La croisière des Queffélec
L'autre rencontre-phare, celle du frère et de la soeur, Anne Queffélec (la pianiste) et Yann Queffélec (l'écrivain) m'a laissé plus perplexe. Cela s'appelle "En musique, en mer". Il est dix heures du soir, on s'embarque pour une croisière prévue d'une heure et quart, ponctuée (on suppose) de textes sur la mer et, bien sûr, de musique, Debussy, Ravel, les plus rares Koechlin ("Le chant des pêcheurs") ou Reynaldo Hahn ("Hivernale")

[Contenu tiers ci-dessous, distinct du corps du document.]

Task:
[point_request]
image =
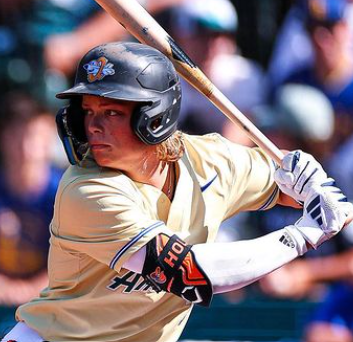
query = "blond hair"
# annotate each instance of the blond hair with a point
(171, 149)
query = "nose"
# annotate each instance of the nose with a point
(93, 124)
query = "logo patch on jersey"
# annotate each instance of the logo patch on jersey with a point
(158, 276)
(205, 187)
(97, 69)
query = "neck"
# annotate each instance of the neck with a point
(156, 173)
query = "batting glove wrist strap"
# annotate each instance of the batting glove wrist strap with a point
(298, 174)
(170, 266)
(324, 215)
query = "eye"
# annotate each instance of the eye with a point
(111, 112)
(87, 112)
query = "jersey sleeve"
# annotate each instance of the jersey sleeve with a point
(103, 222)
(252, 183)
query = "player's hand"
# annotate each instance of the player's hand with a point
(298, 173)
(326, 212)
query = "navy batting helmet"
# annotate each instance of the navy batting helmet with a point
(128, 72)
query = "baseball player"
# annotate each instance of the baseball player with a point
(137, 212)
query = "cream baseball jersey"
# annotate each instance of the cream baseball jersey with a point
(101, 217)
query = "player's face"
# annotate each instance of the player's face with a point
(111, 139)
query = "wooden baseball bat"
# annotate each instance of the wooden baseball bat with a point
(131, 15)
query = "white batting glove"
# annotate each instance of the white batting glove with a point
(325, 214)
(298, 173)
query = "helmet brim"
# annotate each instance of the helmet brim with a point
(123, 93)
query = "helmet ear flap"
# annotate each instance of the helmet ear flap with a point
(156, 121)
(69, 133)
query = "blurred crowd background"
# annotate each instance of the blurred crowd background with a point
(286, 64)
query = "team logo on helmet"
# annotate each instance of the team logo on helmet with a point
(97, 69)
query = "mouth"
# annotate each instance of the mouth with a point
(98, 147)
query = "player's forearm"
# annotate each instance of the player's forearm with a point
(231, 266)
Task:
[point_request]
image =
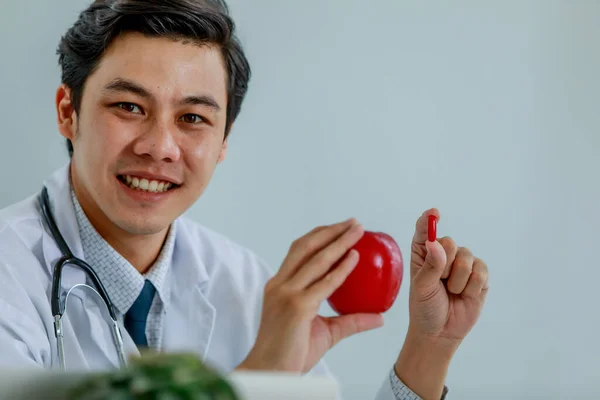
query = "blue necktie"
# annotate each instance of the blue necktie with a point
(135, 318)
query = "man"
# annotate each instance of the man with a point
(150, 91)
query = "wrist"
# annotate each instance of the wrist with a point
(423, 364)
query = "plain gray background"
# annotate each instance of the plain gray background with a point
(380, 110)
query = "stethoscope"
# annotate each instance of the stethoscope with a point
(59, 308)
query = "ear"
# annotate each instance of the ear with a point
(65, 112)
(223, 152)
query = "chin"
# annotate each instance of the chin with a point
(143, 227)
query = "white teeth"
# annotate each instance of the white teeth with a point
(146, 185)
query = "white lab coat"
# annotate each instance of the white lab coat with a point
(214, 312)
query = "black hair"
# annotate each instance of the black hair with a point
(206, 22)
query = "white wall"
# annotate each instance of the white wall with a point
(380, 110)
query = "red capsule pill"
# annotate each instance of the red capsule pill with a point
(432, 228)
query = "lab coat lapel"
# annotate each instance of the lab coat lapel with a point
(59, 193)
(191, 317)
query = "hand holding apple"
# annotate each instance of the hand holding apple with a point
(292, 336)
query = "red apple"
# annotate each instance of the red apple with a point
(374, 283)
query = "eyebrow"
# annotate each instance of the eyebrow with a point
(125, 85)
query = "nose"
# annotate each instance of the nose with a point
(159, 142)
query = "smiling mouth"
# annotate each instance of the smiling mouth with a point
(147, 185)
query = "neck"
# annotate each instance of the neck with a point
(141, 251)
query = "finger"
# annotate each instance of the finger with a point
(306, 246)
(324, 288)
(461, 271)
(347, 325)
(324, 260)
(433, 267)
(451, 249)
(477, 280)
(422, 226)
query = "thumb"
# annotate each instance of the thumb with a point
(347, 325)
(433, 267)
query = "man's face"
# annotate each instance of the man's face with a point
(149, 133)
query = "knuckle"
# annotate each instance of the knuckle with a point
(481, 264)
(478, 277)
(296, 304)
(464, 252)
(462, 265)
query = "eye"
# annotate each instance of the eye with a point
(129, 107)
(191, 118)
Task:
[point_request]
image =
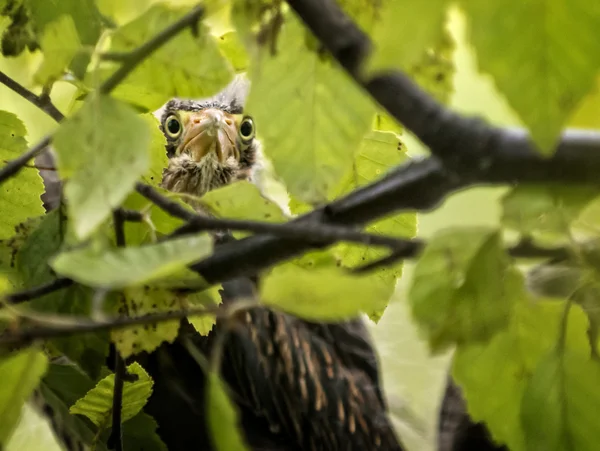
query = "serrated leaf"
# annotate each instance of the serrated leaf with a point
(493, 376)
(554, 69)
(545, 210)
(560, 403)
(42, 242)
(405, 31)
(102, 150)
(20, 374)
(463, 289)
(223, 419)
(311, 120)
(321, 293)
(59, 43)
(233, 49)
(97, 403)
(85, 15)
(123, 267)
(139, 301)
(188, 66)
(20, 195)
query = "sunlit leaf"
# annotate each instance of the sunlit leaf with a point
(102, 150)
(310, 120)
(321, 293)
(544, 209)
(139, 301)
(60, 43)
(560, 403)
(222, 417)
(20, 374)
(186, 66)
(20, 195)
(97, 403)
(119, 268)
(463, 289)
(554, 69)
(494, 375)
(406, 30)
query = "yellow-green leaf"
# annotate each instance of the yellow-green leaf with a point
(310, 120)
(538, 52)
(97, 403)
(20, 374)
(102, 150)
(20, 195)
(123, 267)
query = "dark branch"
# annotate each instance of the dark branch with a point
(43, 102)
(137, 56)
(38, 292)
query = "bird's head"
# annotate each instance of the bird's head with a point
(209, 142)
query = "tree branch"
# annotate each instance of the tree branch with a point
(43, 102)
(137, 56)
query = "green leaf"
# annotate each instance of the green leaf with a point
(86, 17)
(90, 349)
(321, 293)
(234, 51)
(97, 403)
(222, 417)
(493, 375)
(20, 195)
(120, 268)
(405, 31)
(186, 66)
(545, 210)
(140, 301)
(102, 150)
(554, 69)
(20, 374)
(311, 120)
(60, 43)
(560, 403)
(463, 289)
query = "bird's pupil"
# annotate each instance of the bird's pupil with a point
(173, 126)
(246, 128)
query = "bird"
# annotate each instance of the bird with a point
(297, 384)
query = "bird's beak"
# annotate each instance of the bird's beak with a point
(210, 130)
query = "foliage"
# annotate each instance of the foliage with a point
(528, 365)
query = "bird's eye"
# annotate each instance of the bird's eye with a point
(247, 129)
(173, 126)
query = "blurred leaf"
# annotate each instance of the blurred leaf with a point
(20, 195)
(233, 49)
(321, 293)
(463, 289)
(102, 150)
(311, 120)
(60, 43)
(560, 403)
(86, 17)
(20, 374)
(120, 268)
(222, 417)
(186, 66)
(97, 403)
(554, 69)
(406, 30)
(140, 301)
(544, 209)
(493, 375)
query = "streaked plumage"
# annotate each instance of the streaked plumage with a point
(299, 385)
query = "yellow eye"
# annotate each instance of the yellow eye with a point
(247, 130)
(173, 126)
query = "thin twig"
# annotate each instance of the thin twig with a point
(43, 102)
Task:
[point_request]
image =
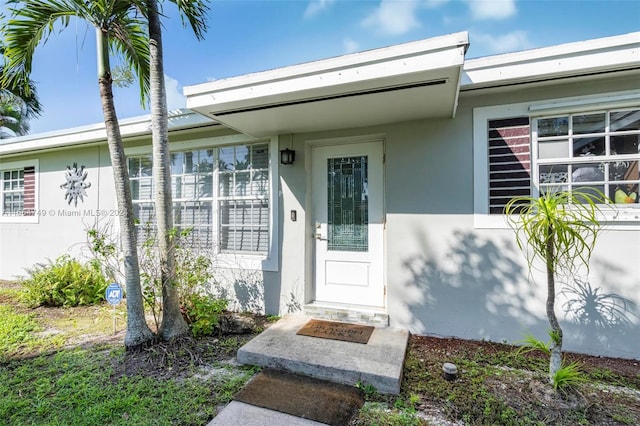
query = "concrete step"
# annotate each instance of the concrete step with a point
(367, 315)
(378, 363)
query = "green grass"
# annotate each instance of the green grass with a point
(42, 384)
(18, 334)
(76, 387)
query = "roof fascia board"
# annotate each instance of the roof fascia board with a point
(343, 69)
(571, 59)
(362, 78)
(136, 126)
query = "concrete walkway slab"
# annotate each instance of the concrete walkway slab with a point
(378, 363)
(238, 413)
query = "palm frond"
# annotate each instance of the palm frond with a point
(195, 13)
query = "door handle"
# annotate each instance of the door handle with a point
(318, 236)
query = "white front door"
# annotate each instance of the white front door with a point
(348, 223)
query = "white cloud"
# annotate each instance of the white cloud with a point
(393, 17)
(175, 98)
(492, 9)
(350, 45)
(432, 4)
(511, 42)
(316, 6)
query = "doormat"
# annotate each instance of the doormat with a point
(337, 331)
(301, 396)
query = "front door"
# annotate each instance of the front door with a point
(348, 223)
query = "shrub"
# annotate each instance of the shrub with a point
(202, 313)
(64, 282)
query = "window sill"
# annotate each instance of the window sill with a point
(622, 218)
(254, 262)
(19, 219)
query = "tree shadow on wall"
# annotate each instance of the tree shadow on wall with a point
(249, 291)
(606, 319)
(476, 290)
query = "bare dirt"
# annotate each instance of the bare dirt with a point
(610, 394)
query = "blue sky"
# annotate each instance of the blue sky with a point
(248, 36)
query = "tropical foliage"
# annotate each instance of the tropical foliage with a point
(120, 30)
(194, 11)
(559, 228)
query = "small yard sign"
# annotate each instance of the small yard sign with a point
(114, 294)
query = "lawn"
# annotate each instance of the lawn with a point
(66, 366)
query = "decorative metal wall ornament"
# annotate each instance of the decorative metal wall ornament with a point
(76, 184)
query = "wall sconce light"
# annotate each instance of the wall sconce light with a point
(287, 156)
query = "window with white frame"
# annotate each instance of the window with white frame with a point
(589, 150)
(522, 150)
(221, 194)
(18, 190)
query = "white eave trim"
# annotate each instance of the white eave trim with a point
(571, 59)
(351, 71)
(131, 127)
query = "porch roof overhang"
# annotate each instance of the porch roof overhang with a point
(399, 83)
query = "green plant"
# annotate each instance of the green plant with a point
(568, 376)
(369, 391)
(531, 343)
(559, 227)
(377, 413)
(202, 313)
(64, 282)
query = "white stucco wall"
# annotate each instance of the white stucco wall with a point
(445, 276)
(61, 227)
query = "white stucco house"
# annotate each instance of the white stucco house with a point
(391, 210)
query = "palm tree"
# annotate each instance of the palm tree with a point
(560, 228)
(117, 28)
(173, 324)
(17, 105)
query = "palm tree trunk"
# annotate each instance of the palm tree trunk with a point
(138, 332)
(173, 324)
(555, 360)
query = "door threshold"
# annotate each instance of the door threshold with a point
(342, 312)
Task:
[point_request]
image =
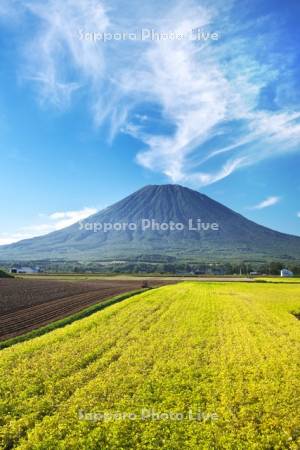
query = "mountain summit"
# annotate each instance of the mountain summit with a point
(161, 220)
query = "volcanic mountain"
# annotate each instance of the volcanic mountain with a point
(223, 234)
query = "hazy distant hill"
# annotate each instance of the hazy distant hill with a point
(237, 238)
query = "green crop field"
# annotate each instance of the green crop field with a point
(190, 366)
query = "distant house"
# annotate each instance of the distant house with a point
(286, 273)
(25, 270)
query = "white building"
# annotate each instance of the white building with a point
(286, 273)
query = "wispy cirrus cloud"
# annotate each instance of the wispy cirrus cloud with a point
(270, 201)
(47, 224)
(210, 94)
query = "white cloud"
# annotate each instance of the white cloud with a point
(270, 201)
(54, 222)
(204, 91)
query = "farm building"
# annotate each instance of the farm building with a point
(286, 273)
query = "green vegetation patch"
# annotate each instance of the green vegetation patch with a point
(189, 366)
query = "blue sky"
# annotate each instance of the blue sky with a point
(84, 123)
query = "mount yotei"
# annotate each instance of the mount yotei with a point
(161, 220)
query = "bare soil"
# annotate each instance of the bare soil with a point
(29, 304)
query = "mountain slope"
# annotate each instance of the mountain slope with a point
(236, 238)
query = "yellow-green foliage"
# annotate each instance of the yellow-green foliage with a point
(230, 351)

La croisière durera deux heures. Les croisiéristes accosteront, épuisés, à plus de minuit.On aura vu d'abord un Yann Queffélec devant nous, immobile tel un Breton droit face à la mer une nuit de tempête, et qui se dit "Je tiendrai bon" (Car évidemment "en mer", c'est la Bretagne, pas le détroit d'Ormuz)
Yann l' "imprécateur"
On aura commencé à entendre un texte, certes intrigant, mais dont on peine à comprendre où il va, considérations sur le temps, la grandeur de l'horizon, le sens de la vie (on suppose), texte d'un lyrisme parfois bien venu ("Qu'y a-t-il au fond de l'horizon? Le fond de l'horizon"), parfois incompréhensible, et surtout éloigné des oeuvres. Avec des fulgurances parfois: l'opposition complémentaire Debussy-Monet, "La cathédrale engloutie" de l'un (celle de la ville d'Ys, maudite) et la cathédrale lumineuse de l'autre, la série de Rouen. Queffélec est parfois imprécateur, à la manière de Vallès, de Léon Bloy, avec cette voix qu'on n'a pas vraiment envie d'interrompre, cette stature...
Et sa soeur Anne, toute frêle, semble faire parfois de la figuration.
Anne superbe dans Debussy, Ravel...
Pourtant quand ses doigts prennent la parole, c'est merveilleux: des Debussy raffinés ("Reflets dans l'eau", "La cathédrale engloutie", "Ondine"), "Une barque sur l'océan" de Ravel admirable, et qui nous rappelle combien Queffélec est une grande interprète de la musique française, même. si "Clair de lune" du même Debussy la trouve un peu fatiguée! Car le temps passe, les formules de Yann font parfois mouche ("Une cathédrale, le plus ingénu des gratte-ciel") parfois non. On cite le Breton Renan ("Les dieux passent comme les vivants, il est bon qu'ils soient mortels"), on cite le père, Henri Queffélec, on ne cite d'ailleurs que la Bretagne. Yann nous a demandé de ne se manifester qu'à la fin (excellente initiative). Un silence total et profond a donc envahi la salle, dont on ne sait s'il est fascination ou sommeil.
Venise, on accoste seul!
Soudain on est à Venise. Anne joue "La lugubre gondole", celle de la dépouille de Wagner qui, dans une gondole noire, glisse sur les canaux par une nuit de brume. Musique énigmatique d'un Liszt qui va bientôt s'éteindre lui-même. Hélas! on n'écoute plus trop. On ne sait où Yann va finir sa course. On a renoncé à le suivre jusqu'au bout. On a regagné la terre ferme.